5400 vs 7400 Series — What is the key difference between these classic TTL families?

Difficulty: Easy

Correct Answer: The 5400 series are military grade and allow for a wider range of supply voltages and temperatures.

Explanation:


Introduction / Context:
The 54xx and 74xx families are foundational TTL series seen in countless schematics and catalogs. Understanding their distinction helps engineers select parts that meet environmental constraints without over-specifying (and overspending) on ruggedized devices.



Given Data / Assumptions:

  • 54xx parts were specified for military/extended temperature ranges and tighter reliability targets.
  • 74xx parts were intended for commercial/consumer ranges with narrower environmental specs.
  • Both families share the same basic logic functions (e.g., 5400/7400, 54138/74138).


Concept / Approach:
The standard distinction is environmental rating: 5400-series devices are military/extended versions with wider allowable supply and temperature ranges; 7400-series are commercial. The underlying logic function is equivalent; qualifications differ.



Step-by-Step Solution:
Identify environmental rating difference: 54xx (mil/extended) vs 74xx (commercial).Map to answer choices → option stating 5400 has wider ranges is correct.Reject statements about patent lineage or “improvements” that do not reflect the canonical spec difference.
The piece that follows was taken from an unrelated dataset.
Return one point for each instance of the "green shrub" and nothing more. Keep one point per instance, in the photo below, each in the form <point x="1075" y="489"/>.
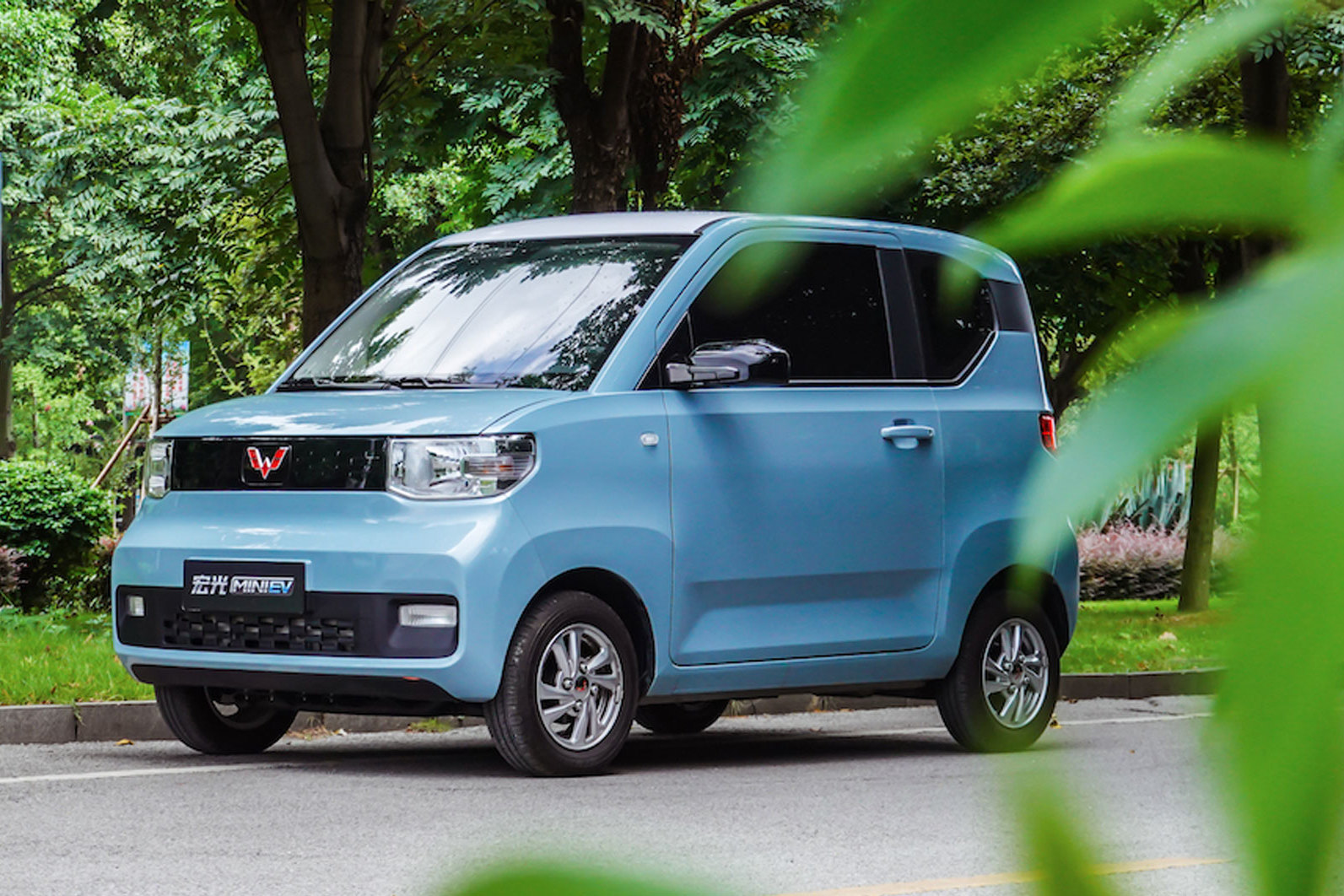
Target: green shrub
<point x="11" y="573"/>
<point x="52" y="517"/>
<point x="94" y="590"/>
Verification / Alternative check:
Cross-references show identical logic functions with distinct suffixes for temperature and qualification; data books explicitly separate 54xx (–55 °C to +125 °C typical) from 74xx (0 °C to +70 °C typical).


Why Other Options Are Wrong:

  • a: “Require tighter” is misleading; 54xx tolerate a wider environmental range.
  • c, d: Do not capture the key standardized environmental distinction.


Common Pitfalls:
Assuming 54xx are electrically different in logic function—function is the same, qualification differs.


Final Answer:
The 5400 series are military grade and allow for a wider range of supply voltages and temperatures.